As I’d run into three puzzles so far and the solutions to two of them were so mind-numbingly vague that I doubt I’d have ever figured them out, I began to lose interest in the game. Sure, I could have carried on with it and resorted to typing out every command from the hints, but it’s not much fun to play a game that way.

Incidentally, the hints menu is a pain. It presents you with a list of options to choose from and after you’ve selected which one you want, you then have to press H to see the first of them. Why not just have it display the hints straightaway?

One amusing thing, though others will probably disagree, was the game gently mocking the player for resorting to the hints. In a game that was otherwise very frustrating, this was an unexpected comical moment. (Saying that, I’m not sure what to make of it. Has the writer deliberately made the puzzles incredibly vague in order to make it more likely the player will resort to the hints and thus see the in jokes? Or has he simply included them on the off chance that players cheat?)

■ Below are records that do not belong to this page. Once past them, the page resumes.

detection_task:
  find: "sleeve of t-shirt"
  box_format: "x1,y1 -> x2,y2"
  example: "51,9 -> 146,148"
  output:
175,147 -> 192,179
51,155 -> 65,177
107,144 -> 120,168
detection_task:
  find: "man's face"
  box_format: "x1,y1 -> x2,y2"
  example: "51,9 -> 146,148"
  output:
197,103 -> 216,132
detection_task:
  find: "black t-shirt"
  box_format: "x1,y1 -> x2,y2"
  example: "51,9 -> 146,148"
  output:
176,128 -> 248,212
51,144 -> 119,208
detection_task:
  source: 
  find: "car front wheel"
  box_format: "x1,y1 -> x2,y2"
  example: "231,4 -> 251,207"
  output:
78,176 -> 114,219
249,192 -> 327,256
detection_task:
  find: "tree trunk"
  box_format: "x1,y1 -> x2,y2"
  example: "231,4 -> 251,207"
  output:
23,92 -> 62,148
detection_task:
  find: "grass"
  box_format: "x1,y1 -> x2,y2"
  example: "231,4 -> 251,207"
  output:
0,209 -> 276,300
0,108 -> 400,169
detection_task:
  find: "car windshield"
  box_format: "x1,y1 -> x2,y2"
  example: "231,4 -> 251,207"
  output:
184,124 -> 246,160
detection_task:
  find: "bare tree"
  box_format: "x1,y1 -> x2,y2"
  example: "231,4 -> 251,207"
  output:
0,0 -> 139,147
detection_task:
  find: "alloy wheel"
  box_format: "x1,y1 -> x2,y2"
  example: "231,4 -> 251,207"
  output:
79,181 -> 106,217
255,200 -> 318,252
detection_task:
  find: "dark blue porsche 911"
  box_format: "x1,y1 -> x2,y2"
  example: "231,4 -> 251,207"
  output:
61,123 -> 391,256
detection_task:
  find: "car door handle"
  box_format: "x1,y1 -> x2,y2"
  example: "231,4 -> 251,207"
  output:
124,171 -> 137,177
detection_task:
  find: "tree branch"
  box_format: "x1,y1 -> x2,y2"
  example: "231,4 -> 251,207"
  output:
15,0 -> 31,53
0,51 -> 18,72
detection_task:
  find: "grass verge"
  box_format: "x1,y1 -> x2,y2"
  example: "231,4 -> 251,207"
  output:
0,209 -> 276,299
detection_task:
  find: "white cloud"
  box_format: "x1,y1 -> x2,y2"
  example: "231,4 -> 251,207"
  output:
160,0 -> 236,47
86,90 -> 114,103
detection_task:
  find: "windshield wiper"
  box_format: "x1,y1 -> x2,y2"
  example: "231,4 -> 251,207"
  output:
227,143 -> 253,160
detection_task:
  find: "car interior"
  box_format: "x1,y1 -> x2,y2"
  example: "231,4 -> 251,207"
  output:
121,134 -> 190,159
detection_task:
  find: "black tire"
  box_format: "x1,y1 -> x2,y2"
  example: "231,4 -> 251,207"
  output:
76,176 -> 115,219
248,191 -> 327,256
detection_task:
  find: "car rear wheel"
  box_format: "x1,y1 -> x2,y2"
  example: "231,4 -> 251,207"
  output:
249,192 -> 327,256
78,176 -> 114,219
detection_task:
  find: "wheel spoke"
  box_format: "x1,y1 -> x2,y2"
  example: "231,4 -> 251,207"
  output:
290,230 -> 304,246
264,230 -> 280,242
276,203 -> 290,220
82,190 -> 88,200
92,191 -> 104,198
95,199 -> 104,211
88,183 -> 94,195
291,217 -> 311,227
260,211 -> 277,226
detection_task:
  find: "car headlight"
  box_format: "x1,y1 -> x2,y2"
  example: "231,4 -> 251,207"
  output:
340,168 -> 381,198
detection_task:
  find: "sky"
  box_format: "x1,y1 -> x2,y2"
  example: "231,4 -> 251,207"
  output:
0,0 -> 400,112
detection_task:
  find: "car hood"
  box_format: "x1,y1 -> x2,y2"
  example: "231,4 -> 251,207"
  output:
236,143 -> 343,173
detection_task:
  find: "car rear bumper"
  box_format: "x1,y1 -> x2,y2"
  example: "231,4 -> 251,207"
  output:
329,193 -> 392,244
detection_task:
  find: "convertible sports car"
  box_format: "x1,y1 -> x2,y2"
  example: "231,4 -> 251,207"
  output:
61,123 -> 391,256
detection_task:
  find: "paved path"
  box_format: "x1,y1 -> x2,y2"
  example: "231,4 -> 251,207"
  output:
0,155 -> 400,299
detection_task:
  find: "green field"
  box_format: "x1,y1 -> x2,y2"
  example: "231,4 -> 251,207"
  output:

This wasn’t a horrible game, just one I got more and more frustrated with the longer I played it. Maybe there were clues hinting to the puzzles that made the hints unnecessary, but if so they were vague and I missed them. Maybe the game improves considerably later on, but as I’m only just over halfway through the comp entries and time is pressing, I’d sooner play some of the others instead. If a game doesn’t impress me much in the first hour of playing it, and this one didn’t, it’s hard to find reasons to keep on playing it. Particularly when I suspect most of it will be played via typing out commands directly from the hints.